Detroit teachers have approved a one-year contract that freezes their salary levels for a second year and defers payment on five workdays until future years.
While the deal made no one happy, it spared teachers the 5 percent pay cut district officials had originally proposed. It also avoided most layoffs threatened last spring as the 140,000-student Detroit system continues to grapple with a deficit that was estimated at some $200 million in its $1.5 billion budget in the past school year.
“We’re not sitting here thinking this is a great, great contract,” said Janna K. Garrison, the president of the Detroit Federation of Teachers. “But under the circumstances, we think we were able to get something we could work with for a year.”

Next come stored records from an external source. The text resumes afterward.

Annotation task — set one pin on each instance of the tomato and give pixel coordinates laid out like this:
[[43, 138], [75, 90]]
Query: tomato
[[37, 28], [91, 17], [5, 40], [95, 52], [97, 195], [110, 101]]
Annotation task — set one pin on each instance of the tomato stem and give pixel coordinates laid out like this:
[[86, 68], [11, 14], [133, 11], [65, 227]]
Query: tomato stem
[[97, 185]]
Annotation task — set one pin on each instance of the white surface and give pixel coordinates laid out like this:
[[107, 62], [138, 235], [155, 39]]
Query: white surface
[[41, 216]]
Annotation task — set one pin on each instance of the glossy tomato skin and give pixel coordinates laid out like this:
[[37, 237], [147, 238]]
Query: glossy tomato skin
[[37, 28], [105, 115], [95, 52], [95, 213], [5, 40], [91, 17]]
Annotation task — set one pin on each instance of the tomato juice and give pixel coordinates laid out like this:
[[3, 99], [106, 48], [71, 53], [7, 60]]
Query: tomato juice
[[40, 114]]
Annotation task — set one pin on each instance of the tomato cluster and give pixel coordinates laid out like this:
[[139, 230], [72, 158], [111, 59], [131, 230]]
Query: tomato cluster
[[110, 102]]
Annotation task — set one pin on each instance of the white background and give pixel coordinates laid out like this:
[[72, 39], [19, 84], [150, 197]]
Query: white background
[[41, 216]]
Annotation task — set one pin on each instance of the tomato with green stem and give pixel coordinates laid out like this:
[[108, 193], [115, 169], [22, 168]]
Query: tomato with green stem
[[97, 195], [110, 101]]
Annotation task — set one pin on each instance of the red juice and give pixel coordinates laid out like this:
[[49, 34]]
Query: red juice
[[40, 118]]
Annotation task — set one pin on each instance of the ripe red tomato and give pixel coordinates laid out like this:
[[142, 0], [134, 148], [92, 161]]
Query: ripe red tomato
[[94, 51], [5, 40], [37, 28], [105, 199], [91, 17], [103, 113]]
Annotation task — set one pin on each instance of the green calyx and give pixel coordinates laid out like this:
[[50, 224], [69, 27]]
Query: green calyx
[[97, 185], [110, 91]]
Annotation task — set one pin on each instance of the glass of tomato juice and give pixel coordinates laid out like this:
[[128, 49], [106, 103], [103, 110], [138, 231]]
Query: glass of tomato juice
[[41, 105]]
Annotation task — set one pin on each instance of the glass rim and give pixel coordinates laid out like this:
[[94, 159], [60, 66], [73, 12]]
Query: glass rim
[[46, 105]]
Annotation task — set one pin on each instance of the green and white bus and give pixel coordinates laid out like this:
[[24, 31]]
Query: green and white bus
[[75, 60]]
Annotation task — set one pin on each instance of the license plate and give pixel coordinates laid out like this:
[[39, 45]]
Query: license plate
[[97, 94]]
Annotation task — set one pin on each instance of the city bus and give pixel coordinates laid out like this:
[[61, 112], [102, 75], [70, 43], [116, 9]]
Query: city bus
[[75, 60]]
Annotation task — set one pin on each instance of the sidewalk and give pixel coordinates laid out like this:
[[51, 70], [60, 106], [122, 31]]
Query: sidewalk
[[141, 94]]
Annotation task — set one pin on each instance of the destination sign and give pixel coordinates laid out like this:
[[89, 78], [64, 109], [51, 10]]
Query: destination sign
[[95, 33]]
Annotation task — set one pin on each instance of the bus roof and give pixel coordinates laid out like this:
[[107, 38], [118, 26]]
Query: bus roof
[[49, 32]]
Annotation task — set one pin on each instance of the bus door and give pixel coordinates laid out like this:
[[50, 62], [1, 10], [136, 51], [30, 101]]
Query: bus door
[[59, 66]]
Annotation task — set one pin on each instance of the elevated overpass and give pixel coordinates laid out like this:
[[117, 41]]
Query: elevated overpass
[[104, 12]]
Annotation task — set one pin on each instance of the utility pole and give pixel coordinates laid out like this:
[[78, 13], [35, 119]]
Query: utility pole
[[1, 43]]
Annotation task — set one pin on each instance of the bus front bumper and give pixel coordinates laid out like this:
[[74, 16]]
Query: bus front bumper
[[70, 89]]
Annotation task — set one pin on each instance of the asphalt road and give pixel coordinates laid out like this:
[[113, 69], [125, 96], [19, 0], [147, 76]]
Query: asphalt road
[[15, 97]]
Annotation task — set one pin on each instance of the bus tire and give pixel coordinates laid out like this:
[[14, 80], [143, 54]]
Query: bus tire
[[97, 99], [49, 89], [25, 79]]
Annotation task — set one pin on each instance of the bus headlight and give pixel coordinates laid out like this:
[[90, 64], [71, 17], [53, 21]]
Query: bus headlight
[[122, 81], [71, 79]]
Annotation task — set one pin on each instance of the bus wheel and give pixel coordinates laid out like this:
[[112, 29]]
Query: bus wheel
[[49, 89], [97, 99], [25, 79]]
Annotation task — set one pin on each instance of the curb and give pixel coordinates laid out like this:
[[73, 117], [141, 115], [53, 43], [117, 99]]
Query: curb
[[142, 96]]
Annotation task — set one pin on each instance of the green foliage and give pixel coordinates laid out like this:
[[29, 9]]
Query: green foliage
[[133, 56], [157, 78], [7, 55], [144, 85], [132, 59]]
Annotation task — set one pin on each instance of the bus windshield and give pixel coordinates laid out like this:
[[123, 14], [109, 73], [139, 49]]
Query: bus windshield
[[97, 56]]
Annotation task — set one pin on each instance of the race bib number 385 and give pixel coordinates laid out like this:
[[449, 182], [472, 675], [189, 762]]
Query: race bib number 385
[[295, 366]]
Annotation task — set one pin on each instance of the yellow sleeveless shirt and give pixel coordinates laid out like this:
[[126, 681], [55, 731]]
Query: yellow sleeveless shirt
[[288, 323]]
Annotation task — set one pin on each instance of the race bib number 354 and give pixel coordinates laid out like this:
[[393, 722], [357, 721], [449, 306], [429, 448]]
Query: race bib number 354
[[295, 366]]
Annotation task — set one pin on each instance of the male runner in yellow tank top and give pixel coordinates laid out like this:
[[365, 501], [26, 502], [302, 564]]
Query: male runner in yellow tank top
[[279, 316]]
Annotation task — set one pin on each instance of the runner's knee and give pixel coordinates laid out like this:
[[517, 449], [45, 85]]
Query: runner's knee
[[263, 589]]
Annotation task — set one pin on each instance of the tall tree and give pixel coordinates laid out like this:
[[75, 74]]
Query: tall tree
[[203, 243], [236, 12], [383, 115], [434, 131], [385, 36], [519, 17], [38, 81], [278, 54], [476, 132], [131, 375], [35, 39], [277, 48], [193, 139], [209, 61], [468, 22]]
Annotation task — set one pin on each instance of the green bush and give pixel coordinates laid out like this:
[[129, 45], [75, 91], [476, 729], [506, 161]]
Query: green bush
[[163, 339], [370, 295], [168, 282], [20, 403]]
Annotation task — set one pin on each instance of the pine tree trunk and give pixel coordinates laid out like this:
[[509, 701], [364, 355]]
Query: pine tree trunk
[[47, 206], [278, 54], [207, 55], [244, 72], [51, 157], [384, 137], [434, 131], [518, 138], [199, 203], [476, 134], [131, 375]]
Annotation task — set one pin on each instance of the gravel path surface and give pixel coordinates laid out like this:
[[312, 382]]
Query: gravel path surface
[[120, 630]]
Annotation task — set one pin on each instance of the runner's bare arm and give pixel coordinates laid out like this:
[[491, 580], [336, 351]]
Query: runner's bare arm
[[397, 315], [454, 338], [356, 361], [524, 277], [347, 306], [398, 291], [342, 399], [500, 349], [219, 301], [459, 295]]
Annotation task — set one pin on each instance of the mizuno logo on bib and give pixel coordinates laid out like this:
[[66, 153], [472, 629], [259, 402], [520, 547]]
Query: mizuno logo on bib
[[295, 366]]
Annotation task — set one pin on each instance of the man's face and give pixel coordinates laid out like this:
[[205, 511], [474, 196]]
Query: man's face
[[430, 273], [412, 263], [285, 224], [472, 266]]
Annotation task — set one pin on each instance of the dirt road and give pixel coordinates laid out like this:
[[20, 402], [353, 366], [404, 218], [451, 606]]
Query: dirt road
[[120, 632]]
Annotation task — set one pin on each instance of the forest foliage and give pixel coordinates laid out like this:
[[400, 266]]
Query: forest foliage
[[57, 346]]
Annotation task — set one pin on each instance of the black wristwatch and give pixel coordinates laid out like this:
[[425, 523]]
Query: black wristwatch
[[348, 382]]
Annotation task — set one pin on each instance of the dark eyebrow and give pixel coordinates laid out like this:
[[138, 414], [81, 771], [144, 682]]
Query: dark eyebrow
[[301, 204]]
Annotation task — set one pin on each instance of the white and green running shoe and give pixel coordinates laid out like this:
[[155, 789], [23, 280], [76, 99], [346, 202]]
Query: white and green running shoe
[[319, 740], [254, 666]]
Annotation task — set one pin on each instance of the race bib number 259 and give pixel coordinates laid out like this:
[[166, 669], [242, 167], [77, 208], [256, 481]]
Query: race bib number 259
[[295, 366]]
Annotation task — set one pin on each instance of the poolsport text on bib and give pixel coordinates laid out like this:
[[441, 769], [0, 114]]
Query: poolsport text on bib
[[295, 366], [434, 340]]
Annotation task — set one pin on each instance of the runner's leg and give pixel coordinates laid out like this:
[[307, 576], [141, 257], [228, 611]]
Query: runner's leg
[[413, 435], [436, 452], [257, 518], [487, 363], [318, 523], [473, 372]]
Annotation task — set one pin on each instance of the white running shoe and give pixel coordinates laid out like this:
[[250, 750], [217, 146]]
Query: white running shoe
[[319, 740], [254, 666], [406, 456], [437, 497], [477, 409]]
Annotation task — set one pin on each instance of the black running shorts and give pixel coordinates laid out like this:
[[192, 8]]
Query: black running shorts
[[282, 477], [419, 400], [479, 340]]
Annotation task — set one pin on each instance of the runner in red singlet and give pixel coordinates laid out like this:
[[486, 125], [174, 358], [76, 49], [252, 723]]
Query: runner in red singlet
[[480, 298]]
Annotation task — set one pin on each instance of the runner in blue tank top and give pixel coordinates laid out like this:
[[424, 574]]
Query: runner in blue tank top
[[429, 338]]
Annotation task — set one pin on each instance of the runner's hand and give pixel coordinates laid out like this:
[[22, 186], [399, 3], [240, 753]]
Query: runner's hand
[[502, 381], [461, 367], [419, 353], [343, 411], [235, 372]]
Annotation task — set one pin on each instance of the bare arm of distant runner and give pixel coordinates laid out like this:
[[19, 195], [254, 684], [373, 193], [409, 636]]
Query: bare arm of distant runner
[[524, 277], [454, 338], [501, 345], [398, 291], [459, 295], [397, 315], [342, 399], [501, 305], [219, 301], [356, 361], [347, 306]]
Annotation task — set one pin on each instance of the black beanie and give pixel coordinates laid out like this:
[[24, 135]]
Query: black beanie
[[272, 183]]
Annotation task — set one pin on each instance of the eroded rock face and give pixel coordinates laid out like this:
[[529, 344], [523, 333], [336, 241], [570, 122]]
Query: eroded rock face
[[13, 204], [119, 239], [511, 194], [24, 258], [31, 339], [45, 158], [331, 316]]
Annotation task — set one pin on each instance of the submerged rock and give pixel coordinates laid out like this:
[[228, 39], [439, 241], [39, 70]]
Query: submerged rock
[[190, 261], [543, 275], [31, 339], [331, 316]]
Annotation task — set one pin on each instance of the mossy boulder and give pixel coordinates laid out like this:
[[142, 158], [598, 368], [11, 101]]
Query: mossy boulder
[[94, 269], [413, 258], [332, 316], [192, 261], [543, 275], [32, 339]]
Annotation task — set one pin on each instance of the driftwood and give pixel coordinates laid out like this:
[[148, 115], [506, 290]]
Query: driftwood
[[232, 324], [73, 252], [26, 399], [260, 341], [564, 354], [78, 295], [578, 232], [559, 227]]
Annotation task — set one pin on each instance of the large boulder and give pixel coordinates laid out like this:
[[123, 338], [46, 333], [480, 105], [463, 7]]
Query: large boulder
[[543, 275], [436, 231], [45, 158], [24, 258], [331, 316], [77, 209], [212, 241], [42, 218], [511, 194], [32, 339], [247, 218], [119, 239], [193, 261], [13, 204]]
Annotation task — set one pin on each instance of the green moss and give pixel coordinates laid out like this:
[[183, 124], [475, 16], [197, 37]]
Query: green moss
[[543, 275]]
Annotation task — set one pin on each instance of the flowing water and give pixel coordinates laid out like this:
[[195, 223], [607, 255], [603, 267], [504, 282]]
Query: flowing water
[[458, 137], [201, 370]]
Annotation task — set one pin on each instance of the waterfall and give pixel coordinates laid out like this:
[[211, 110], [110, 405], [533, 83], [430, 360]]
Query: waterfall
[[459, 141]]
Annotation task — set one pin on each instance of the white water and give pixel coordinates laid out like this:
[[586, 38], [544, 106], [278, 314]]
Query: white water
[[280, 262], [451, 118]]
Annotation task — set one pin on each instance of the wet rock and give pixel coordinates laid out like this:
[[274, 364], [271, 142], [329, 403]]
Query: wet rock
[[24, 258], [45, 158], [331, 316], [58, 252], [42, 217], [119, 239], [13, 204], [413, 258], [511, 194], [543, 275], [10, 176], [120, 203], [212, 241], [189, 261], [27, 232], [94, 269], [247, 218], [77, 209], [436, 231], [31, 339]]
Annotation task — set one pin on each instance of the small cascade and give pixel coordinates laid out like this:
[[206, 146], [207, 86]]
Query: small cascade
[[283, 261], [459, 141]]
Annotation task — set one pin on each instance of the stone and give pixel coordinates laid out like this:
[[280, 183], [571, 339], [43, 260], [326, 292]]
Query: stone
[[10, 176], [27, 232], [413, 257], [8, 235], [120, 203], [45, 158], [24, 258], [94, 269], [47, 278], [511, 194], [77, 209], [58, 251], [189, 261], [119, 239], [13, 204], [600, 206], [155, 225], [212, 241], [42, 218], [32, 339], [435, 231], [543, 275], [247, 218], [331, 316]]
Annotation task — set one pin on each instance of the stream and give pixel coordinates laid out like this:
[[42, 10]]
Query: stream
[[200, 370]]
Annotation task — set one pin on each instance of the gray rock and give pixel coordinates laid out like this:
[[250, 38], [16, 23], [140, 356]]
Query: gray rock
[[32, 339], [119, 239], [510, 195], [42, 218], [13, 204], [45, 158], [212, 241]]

The 10,500-member union, an affiliate of the American Federation of Teachers, threatened to strike at the beginning of the school year, but voted instead to return to work on the basis of the contract the members then ratified in results announced Sept. 16.
In addition to the salary freeze and the deferred pay, the agreement takes away five of the teachers’ 15 sick days until the end of the year and requires them to pay more for nongeneric prescription drugs.
On the other hand, Ms. Garrison said, more than 1,900 of the 2,200 teachers who were sent layoff notices in the spring have already been recalled, and she expects the remaining teachers who want to work to be recalled as well.
District officials did not return calls seeking comment.